I thought of 'Henna' when I first saw her.


----------



## SoCalTiels (Oct 8, 2013)

Sorry for my personal confusion honestly  she's seriously a lovely bird. I'm awful with names but I love the ones suggested! Your mom will love the little sweetie. She reminds me of Tink!


----------



## Ftest (May 18, 2013)

How about Winnie or Stella?


----------



## CaliTiels (Oct 18, 2012)

Patty came to mind when I saw her


----------



## Hellena (Feb 11, 2013)

I like Winnie and Henna a lot


----------



## nassrah (Feb 27, 2012)

She is beautiful ! I personally liked all the names suggested,but what about adding Pippa to the list?
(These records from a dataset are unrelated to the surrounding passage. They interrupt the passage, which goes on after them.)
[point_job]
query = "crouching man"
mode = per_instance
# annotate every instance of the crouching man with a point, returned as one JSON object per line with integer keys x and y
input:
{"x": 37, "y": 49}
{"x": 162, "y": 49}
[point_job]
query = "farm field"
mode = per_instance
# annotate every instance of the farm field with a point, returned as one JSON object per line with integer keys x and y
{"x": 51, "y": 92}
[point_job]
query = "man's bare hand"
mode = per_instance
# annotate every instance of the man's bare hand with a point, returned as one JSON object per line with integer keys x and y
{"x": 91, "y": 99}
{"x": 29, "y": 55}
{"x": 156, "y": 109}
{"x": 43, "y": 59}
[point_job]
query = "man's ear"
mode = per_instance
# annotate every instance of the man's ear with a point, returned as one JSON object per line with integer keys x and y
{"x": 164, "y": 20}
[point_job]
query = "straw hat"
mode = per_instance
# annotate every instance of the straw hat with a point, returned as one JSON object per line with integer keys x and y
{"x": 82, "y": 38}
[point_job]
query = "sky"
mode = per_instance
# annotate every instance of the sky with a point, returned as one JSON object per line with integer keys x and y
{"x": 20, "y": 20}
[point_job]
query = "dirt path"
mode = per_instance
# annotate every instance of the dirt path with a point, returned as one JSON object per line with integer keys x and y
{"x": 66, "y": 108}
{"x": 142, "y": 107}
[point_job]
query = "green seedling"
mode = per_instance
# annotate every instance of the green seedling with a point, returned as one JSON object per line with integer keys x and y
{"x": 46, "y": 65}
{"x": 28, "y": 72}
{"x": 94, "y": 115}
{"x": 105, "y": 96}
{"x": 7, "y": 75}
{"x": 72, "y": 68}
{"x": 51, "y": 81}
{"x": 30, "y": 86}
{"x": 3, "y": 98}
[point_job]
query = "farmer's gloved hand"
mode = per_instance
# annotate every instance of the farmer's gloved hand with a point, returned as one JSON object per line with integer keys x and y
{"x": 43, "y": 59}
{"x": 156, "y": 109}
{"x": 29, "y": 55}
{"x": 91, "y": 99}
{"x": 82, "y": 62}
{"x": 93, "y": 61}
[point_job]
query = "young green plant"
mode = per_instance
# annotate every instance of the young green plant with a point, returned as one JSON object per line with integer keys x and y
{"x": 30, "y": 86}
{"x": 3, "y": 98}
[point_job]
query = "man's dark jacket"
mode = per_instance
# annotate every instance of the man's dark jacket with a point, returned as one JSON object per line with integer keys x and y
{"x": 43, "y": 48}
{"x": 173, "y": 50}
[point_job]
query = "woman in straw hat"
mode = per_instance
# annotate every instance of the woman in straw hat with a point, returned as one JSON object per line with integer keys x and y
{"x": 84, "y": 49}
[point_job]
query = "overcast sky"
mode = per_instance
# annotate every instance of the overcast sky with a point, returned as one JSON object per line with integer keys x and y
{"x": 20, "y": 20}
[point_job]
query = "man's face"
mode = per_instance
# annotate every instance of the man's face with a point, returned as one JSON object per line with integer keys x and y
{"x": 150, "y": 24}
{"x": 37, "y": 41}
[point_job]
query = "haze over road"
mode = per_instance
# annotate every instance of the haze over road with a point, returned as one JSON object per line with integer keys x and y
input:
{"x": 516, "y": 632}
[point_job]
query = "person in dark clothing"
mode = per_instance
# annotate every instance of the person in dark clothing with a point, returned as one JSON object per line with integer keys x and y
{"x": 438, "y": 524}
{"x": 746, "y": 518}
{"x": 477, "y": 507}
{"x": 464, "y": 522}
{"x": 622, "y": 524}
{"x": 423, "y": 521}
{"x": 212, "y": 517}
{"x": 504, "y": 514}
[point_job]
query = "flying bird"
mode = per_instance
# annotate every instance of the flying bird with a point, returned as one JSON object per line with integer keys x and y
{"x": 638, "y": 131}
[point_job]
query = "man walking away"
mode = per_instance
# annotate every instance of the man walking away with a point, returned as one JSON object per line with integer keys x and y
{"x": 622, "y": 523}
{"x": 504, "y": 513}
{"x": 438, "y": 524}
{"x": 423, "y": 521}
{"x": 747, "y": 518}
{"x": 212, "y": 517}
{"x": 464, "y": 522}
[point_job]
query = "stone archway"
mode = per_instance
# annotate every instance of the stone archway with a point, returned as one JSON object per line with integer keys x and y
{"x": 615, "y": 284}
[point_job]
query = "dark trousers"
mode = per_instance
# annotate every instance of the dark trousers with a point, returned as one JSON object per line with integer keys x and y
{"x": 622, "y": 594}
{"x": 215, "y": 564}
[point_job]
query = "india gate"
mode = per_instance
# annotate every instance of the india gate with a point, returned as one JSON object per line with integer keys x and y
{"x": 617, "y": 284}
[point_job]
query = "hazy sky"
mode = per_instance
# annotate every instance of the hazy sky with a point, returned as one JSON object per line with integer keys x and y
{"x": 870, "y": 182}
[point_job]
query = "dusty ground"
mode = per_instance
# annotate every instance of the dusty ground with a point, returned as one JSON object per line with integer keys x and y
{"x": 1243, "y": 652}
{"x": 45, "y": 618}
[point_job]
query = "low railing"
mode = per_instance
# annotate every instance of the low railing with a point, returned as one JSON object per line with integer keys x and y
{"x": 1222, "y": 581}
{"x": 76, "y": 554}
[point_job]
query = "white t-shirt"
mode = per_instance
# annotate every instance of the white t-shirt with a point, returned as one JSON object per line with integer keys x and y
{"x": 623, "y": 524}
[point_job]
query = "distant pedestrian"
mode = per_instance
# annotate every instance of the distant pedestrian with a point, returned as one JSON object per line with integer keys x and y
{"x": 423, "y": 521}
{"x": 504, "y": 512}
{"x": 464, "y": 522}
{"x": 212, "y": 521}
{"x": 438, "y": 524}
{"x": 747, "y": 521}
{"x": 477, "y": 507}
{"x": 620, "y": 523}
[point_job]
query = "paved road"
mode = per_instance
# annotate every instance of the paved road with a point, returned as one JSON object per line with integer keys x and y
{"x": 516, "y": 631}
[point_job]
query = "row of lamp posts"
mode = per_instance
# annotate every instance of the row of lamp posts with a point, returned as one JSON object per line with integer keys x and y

All the best X x


----------



## Hellena (Feb 11, 2013)

I love Pippa! Definitely on the list!


----------



## Janalee (Jul 25, 2012)

*name*

She really is pretty. Her markings remind me of a cloud...maybe Stratus or Nimbus? But those are rainy day, gray clouds, maybe a little too gloomy for such a beautiful bird. Angel came to mind, too. Whatever you call her, I hope your Mom really enjoys her new little companion.


----------



## Mezza (Feb 19, 2013)

Why isn't your mum naming her? Or are you gathering the list for her to choose?


----------



## Hellena (Feb 11, 2013)

I'm gathering the list....
Really favoring Pippa


----------



## Hellena (Feb 11, 2013)

nassrah said:


> She is beautiful ! I personally liked all the names suggested,but what about adding Pippa to the list? All the best X x


Pippa it is, thanks!


----------



## BirdCrazyJill (Apr 23, 2013)

She is so adorable!! I like Sophie


----------



## ParrotletsRock (Oct 8, 2013)

I thought of Sadie right away...lol she just looks like a Sadie!


----------



## corgie (Jun 24, 2013)

She's beautiful! She reminds me a lot of Quinn haha ;;
and a lovely name, I was thinking of the name Piper/Pipette so its funny that you picked that name for her~


----------



## Fredandiris (Nov 27, 2012)

I'm horrible with names but I have to say...WOW, she is absolutely stunning


----------



## Hellena (Feb 11, 2013)

guess what? Turns out this she is actually a he! Pippa can't be the name anymore.....
definitely a boy, lol.


----------



## CaliTiels (Oct 18, 2012)

Hmm... what name now?


----------